In looking up how distance is measured in astronomy, I came across something that tells about change in our times. The person who discovered that Cepheid variables can be used for measuring distance was Henrietta Swan Leavitt (1868-1921). I could not find an article on her in my (new) 1956 Encyclopedia Britannica but did find an article on her in my 1989 World Book Encyclopedia. I recently got my EB from the Magees as Christmas present. Some Christmases back, John also gave me a very fine biography of Rosalind Franklin (1920-1958). Does the name ring a bell? With James Watson and Francis Crick she was a co-discoverer of DNA; they got the Nobel and she did not. Okay. Nobel Prize rules insist that the award can only be given to living persons, and Rosalind had died by 1962…

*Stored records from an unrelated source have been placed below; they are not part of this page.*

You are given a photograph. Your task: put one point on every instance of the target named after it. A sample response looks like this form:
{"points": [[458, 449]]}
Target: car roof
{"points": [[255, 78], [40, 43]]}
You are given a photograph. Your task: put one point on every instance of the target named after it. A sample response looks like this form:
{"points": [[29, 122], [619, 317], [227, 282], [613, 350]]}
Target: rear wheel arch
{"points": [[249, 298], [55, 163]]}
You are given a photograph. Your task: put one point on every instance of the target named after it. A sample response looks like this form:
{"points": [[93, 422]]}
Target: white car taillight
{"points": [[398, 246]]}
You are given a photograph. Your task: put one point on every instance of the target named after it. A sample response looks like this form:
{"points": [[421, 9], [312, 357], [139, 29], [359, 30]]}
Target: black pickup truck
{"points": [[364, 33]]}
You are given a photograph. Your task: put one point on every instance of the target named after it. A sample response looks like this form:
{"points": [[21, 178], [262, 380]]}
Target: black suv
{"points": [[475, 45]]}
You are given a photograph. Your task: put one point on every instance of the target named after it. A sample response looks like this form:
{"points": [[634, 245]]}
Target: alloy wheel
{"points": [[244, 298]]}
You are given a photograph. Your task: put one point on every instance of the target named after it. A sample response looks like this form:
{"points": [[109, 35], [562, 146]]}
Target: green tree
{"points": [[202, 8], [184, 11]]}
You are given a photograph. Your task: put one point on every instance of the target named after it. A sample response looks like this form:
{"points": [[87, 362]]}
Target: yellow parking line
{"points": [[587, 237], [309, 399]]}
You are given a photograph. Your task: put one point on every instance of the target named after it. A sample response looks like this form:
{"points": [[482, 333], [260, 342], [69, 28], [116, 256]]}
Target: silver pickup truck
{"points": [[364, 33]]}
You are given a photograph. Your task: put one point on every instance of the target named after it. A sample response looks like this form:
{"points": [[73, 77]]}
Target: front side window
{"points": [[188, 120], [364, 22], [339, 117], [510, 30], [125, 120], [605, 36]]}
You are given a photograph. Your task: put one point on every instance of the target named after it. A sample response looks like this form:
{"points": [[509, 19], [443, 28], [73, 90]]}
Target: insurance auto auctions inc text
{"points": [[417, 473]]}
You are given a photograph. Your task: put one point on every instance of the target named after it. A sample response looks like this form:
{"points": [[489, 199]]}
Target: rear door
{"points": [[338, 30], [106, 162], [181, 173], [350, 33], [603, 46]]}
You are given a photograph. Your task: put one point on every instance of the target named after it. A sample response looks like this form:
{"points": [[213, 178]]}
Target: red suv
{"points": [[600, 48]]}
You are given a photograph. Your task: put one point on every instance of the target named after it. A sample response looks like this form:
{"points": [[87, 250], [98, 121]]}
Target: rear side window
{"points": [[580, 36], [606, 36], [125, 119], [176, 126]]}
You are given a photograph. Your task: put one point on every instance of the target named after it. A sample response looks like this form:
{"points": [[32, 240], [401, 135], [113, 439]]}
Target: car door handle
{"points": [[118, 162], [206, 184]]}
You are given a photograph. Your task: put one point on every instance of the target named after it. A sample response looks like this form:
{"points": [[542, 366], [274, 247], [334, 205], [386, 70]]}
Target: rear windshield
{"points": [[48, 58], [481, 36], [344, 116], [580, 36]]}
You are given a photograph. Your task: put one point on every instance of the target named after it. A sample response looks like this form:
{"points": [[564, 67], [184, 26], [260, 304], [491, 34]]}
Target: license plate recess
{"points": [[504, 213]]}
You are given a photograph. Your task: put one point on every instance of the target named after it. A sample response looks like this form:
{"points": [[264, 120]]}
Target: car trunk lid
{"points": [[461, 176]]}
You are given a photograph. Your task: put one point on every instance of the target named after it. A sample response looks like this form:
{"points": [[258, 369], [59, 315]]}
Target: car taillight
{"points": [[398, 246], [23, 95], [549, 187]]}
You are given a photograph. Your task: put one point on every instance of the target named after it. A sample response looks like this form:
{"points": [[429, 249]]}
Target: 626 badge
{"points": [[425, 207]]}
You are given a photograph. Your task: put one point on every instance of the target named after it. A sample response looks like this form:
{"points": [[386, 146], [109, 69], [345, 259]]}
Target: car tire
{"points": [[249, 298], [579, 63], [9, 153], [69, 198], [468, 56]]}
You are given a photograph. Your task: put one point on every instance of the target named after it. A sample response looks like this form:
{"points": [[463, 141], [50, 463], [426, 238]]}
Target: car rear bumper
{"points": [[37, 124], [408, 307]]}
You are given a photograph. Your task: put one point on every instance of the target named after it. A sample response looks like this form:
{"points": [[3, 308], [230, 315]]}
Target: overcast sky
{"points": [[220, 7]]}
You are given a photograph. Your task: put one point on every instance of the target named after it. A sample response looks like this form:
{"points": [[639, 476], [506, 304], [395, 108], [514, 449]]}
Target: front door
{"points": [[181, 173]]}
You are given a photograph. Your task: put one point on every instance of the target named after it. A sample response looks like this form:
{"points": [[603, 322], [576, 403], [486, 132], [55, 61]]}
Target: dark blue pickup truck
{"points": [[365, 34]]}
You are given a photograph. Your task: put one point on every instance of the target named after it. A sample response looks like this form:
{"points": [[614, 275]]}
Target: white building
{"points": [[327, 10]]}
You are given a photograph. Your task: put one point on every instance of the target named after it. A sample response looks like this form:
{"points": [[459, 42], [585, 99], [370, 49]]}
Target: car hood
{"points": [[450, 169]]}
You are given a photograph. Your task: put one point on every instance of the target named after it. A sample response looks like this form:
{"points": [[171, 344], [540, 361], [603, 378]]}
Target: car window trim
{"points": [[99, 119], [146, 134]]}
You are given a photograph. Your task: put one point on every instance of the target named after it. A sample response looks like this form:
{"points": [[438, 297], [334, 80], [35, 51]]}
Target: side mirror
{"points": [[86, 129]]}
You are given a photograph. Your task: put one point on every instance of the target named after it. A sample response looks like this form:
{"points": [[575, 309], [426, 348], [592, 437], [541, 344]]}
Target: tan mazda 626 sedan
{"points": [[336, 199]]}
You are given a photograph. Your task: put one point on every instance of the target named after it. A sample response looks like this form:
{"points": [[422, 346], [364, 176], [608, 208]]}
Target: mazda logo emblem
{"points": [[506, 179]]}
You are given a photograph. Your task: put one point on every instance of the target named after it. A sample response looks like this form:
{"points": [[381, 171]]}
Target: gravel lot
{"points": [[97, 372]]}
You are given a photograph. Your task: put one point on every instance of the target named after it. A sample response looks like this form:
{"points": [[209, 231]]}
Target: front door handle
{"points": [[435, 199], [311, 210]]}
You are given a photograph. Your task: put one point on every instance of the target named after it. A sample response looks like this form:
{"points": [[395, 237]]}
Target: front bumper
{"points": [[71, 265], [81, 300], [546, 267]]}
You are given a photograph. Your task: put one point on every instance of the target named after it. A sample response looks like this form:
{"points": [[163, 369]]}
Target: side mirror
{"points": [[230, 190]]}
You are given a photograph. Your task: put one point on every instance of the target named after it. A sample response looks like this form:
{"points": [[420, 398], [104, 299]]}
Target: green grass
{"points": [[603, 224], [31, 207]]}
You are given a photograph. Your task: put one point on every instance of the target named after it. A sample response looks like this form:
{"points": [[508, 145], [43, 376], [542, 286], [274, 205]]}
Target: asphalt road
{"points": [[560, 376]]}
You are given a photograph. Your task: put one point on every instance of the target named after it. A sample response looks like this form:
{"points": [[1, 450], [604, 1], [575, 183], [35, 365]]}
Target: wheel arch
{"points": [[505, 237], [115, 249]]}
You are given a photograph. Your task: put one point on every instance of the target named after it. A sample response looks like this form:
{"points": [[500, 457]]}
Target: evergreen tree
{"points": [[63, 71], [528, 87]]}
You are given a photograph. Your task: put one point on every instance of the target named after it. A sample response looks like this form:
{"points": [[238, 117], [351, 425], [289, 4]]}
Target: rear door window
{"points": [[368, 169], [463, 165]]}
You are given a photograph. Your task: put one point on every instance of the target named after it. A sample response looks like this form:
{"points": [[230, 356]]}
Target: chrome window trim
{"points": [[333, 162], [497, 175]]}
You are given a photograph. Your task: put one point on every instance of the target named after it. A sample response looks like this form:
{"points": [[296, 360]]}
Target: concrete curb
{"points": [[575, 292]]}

Variable stars pulse in luminosity, and Leavitt discovered that those with longer periods between bright and dimmer phases are more luminous than those with shorter pulses. The earliest of these were discovered close enough to us so that we could measure their distance from us using simple geometry—the parallax method. How that’s accomplished is shown here. We could therefore correlate changes in measurable brightness, short and long pulses, and known distances. Then later, by extrapolation, just a reading of luminosity and period enabled us to use Cepheids for distance measurement even when they were too far away to discover their distance by parallax.

Franklin saw the DNA’s structure by taking an X-ray diffraction image of it—and that image then greatly helped Crick and Watson to zero in on the structure. The image, known as Photo 51, is available here.